What is MaxCompute? - MaxCompute - Alibaba Cloud Documentation Center

MaxCompute is an enterprise-level cloud data warehouse that uses the software as a service (SaaS) model. MaxCompute is suitable for scenarios that require data analysis. It provides a fast, fully managed online data warehousing service in a serverless architecture. MaxCompute eliminates the constraints of traditional data platforms in terms of resource extensibility and elasticity, minimizes operations and maintenance (O&M) costs, and allows you to efficiently process and analyze large amounts of data at low costs.

As data collection techniques continue to diversify, enterprises in various industries accumulate terabytes, petabytes, or even exabytes of data. The rapid increase in the amount of data exceeds the processing capacity of the traditional software industry.
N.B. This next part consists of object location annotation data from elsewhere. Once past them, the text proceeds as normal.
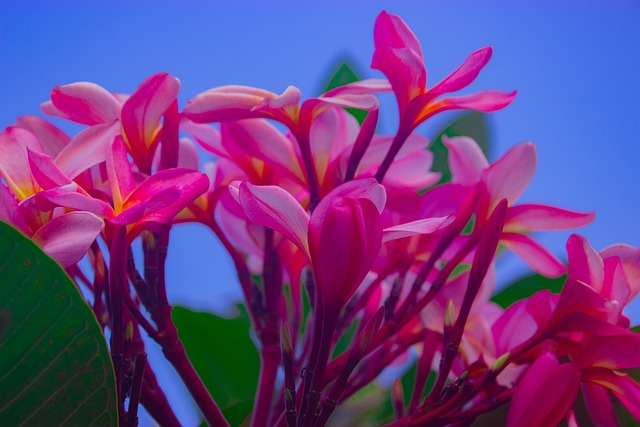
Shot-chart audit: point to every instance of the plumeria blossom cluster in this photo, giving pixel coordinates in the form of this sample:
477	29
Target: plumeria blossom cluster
329	212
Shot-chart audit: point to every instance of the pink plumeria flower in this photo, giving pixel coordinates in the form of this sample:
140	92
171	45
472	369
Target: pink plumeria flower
138	115
341	238
399	56
157	199
32	179
507	178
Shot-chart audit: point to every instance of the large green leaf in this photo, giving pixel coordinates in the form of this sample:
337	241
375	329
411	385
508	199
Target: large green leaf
224	356
472	124
55	368
344	74
526	287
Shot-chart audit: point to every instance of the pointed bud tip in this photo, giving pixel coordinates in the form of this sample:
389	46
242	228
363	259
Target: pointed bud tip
499	363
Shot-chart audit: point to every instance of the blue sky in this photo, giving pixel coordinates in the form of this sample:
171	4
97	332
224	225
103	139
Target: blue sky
575	65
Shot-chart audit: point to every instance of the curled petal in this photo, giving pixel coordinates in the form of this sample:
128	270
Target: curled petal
14	163
88	148
534	254
68	197
141	114
621	385
68	237
53	140
630	258
399	56
361	87
85	103
509	176
585	264
10	210
463	75
421	226
534	217
545	394
273	207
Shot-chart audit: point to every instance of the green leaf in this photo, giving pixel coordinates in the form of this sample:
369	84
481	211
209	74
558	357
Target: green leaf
472	124
55	368
224	356
526	287
344	74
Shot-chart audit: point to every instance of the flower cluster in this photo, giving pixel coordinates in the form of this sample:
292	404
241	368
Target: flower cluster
313	205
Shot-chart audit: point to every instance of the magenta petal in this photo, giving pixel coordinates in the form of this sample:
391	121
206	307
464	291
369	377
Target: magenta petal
463	75
630	258
534	217
10	210
421	226
68	197
509	176
14	164
68	237
361	87
534	254
88	148
486	101
119	173
621	385
343	242
85	103
53	140
545	394
226	103
585	264
45	171
273	207
143	210
599	405
466	159
141	114
358	189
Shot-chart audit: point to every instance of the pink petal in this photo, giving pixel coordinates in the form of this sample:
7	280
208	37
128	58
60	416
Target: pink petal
227	103
630	259
486	101
545	394
88	148
10	210
534	254
361	87
509	176
357	189
599	405
343	243
14	164
85	103
463	75
275	208
466	160
421	226
119	173
617	350
585	264
534	217
68	197
45	171
68	237
405	70
207	136
621	385
141	114
53	140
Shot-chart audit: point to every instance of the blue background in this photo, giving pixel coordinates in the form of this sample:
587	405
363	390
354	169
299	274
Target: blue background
576	66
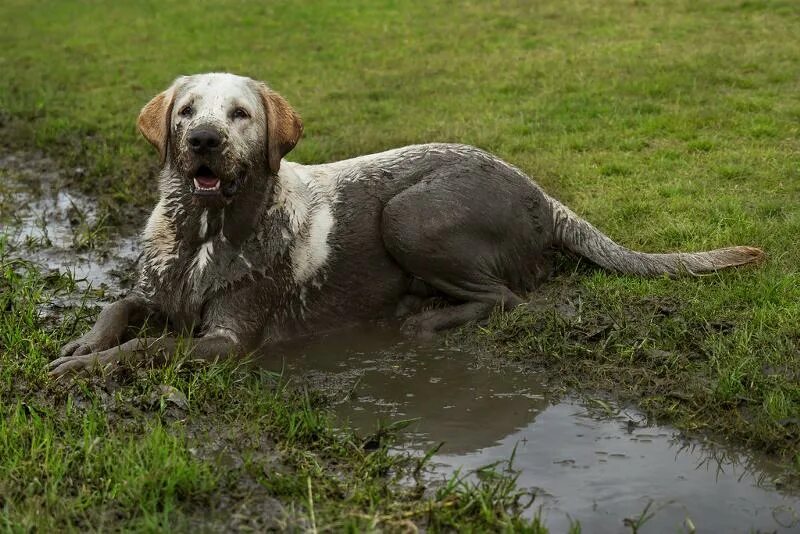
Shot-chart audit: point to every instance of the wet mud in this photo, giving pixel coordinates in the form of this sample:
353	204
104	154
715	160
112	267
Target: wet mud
586	460
56	228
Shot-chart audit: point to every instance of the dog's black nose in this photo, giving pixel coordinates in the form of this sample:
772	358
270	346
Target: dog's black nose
204	140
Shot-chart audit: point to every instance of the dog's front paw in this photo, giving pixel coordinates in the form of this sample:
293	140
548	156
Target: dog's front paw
86	344
77	364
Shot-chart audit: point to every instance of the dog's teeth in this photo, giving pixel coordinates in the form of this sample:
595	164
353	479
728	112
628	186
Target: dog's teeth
215	187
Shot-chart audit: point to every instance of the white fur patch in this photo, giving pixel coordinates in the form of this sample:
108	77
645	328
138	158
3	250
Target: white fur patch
310	252
203	224
159	239
202	258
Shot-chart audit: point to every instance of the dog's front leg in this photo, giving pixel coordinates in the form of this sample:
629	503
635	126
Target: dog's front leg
202	348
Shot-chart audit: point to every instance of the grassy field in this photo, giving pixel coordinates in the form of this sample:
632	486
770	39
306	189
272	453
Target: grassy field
670	125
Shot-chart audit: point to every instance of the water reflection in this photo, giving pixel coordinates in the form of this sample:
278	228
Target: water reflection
588	465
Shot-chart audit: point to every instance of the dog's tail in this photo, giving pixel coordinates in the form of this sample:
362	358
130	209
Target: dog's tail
579	236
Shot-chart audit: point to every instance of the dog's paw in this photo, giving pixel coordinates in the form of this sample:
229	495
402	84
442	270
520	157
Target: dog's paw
416	329
86	344
76	364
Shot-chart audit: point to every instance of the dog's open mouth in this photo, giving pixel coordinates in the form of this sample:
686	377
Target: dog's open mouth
206	183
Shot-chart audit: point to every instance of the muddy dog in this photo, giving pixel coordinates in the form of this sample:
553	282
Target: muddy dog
245	248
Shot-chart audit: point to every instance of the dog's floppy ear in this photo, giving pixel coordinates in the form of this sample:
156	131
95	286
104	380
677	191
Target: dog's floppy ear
154	120
284	126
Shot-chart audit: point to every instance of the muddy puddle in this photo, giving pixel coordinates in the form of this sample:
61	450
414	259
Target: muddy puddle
55	228
586	460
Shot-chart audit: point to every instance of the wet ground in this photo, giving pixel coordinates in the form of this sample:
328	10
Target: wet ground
56	228
587	460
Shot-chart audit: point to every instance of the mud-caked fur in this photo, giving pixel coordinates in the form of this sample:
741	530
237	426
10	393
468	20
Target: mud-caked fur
284	250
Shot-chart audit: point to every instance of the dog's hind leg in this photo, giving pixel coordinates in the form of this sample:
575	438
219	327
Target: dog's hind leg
435	237
426	324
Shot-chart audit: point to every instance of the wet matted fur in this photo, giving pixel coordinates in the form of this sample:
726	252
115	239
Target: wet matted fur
245	248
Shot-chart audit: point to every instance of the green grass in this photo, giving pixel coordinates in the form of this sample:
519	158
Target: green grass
166	449
670	125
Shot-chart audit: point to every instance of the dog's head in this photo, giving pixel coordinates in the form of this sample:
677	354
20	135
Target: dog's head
218	130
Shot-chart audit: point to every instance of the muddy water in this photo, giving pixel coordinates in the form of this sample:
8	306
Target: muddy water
586	460
56	228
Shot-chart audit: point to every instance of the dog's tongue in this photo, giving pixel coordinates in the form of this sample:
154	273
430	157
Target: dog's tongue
207	182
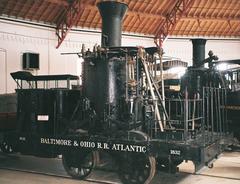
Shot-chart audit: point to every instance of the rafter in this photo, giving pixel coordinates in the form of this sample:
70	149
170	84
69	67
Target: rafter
180	8
69	20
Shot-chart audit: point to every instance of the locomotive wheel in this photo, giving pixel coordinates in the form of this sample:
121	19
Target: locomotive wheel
6	148
164	162
79	165
137	168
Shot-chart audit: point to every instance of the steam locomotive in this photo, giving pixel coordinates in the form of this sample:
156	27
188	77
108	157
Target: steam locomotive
119	110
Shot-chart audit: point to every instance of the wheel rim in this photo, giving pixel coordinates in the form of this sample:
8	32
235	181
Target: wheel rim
137	169
81	167
6	148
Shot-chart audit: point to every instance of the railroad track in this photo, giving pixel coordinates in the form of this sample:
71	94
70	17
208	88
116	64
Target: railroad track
56	175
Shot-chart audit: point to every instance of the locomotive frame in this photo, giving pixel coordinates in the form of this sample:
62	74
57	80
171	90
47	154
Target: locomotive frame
119	111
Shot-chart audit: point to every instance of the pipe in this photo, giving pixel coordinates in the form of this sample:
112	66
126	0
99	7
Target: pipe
112	13
198	52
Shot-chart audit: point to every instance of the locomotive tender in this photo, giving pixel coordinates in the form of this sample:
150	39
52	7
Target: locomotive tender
119	111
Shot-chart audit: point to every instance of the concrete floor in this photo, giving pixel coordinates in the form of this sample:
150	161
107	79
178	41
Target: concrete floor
226	171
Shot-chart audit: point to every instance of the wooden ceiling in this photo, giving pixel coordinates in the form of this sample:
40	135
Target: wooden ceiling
204	17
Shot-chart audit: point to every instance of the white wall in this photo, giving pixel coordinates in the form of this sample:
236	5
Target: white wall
16	38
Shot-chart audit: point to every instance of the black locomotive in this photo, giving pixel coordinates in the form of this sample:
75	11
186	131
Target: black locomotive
119	110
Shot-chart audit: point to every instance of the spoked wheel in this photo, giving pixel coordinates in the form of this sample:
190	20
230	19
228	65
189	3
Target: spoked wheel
137	168
79	165
163	164
6	148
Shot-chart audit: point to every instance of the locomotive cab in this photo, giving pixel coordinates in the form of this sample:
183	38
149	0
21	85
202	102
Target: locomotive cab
45	107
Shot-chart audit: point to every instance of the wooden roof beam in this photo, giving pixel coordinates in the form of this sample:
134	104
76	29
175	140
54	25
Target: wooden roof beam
181	7
211	18
69	20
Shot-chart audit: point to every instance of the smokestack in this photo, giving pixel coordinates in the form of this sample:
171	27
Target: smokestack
198	52
112	13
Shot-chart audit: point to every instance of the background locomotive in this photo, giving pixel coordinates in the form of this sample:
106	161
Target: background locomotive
120	110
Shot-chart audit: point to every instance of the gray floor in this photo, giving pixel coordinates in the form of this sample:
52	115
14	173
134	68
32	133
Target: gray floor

MaxCompute provides offline and real-time data access, supports large-scale data computing and query acceleration, and provides data warehousing solutions and analysis and modeling services for various computing scenarios. MaxCompute also provides comprehensive data import solutions and various typical distributed computing models. It allows you to complete big data analytics without knowledge about distributed computing and maintenance.

MaxCompute is suitable for scenarios in which more than 100 GB of data needs to be stored or computed. MaxCompute can process up to exabytes of data and is widely used in Alibaba Group. MaxCompute is suitable for various big data processing scenarios, such as data warehousing and business intelligence (BI) analysis for large Internet enterprises, website log analysis, e-commerce transaction analysis, and exploration of user characteristics and interests.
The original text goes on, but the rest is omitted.